Mohon tunggu...
Daffa Ardhan
Daffa Ardhan Mohon Tunggu... Freelancer - Cerita, ide dan referensi

Menulis dalam berbagai medium, bercerita dalam setiap kata-kata. Blog: http://daffaardhan.com

Selanjutnya

Tutup

Lyfe

Didikan Kebohongan

21 Oktober 2015   14:26 Diperbarui: 21 Oktober 2015   14:39 38
+
Laporkan Konten
Laporkan Akun
Kompasiana adalah platform blog. Konten ini menjadi tanggung jawab bloger dan tidak mewakili pandangan redaksi Kompas.

[caption caption="berani jujur"][/caption]Melihat tradisi UN yang dari dulu masih menjadi ketakutan tersendiri bagi anak SMA yg akan lulus. Saya jadi teringat pada masa-masa SD pada saat saya akan menghadapi UAS. Kala itu UAS menjadi sesuatu yg menakutkan bagi pelajar kelas 6 SD yang akan naik ke jenjang yang lebih tinggi: SMP.
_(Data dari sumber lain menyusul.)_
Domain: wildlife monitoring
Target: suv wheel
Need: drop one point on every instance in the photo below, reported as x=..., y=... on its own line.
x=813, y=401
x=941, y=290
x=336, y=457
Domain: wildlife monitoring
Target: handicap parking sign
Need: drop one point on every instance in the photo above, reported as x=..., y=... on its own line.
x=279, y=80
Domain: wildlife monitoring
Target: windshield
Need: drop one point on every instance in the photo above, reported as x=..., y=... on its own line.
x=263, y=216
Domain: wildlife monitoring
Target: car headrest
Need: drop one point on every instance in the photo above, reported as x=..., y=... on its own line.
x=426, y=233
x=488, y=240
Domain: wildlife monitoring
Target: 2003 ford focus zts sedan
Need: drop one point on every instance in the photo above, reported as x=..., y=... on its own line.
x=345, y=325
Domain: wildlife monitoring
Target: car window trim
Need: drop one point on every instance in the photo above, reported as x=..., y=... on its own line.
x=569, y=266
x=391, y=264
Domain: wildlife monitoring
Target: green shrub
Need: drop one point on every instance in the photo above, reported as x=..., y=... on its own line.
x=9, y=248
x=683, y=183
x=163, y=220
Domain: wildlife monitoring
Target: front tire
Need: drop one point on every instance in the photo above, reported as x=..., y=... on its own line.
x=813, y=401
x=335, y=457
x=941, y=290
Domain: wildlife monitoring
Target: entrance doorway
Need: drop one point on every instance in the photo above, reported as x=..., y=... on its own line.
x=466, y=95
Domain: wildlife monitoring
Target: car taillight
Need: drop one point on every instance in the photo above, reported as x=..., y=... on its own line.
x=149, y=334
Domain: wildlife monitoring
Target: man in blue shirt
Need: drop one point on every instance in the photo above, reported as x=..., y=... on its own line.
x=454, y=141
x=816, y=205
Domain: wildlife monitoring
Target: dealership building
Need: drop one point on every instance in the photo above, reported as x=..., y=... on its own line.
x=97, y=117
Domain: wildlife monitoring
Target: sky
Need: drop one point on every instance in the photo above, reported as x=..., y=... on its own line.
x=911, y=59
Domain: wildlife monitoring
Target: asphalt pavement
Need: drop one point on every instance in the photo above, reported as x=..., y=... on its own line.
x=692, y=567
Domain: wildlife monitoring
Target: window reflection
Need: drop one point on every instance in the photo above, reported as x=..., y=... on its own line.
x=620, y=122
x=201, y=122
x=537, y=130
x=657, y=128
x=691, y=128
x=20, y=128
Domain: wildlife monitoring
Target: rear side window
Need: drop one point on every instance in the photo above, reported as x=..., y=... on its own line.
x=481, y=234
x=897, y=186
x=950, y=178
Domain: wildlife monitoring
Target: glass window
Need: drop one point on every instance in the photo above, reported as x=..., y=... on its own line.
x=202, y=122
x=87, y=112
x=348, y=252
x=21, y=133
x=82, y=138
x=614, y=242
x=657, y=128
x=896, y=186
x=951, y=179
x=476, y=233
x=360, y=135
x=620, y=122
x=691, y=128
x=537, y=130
Mula mulanya, beberapa minggu sebelum UAS, dua guru tetap (bisa disebut wali kelas) memberikan arahan bagaimana UAS tidak boleh ditanggapi dengan berleha-leha. Salah satu guru, pak Atang yang saya kagumi sebagai guru yang religius, memberikan motivasi pada setiap pelajaran yg ia berikan kepada saya dan teman-teman.

Bu Teti dan pak Atang juga memberikan kami soal soal latihan sebagai penunjang latihan untuk menghadapi UAS. Singkat cerita, beberapa hari menjelang UAS. Bu Teti mengatakan kalau pengawas UAS nanti berasal dari sekolah lain. Karena itu kami tidak diperbolehkan melakukan hal yg 'macam macam'. Katanya kalau kami melakukan hal buruk dan memalukan ketika UAS, nama baik sekolah kami akan tercoreng. Kami percaya saja dengan semua perkataannya.

Lalu bu Teti menyarankan kami agar berbaik hati kepada pengawas dengan cara mempersiapkan makanan kecil  untuk menyuguhi mereka. Entahlah saya lupa detail kejadiannya, yg pasti ada beberapa teman yg berinisiatif menyuguhkan nya dengan sebuah permen kalengan, snack, dan sebuah minuman teh. Kami pun setuju.

Kami segera mengumpulkan uang dengan masing masing murid menyumbang lima ratus rupiah untuk membelikan suguhan tersebut.

Tibalah ketika hari UAS itu. lonceng berbunyi, kami masuk ke kelas. kemudian kami duduk dibangku masing masing dan bersiap siap mengerjakan soal ujian di hari pertama. saya masih ingat, saya duduk di baris keempat paling kanan. 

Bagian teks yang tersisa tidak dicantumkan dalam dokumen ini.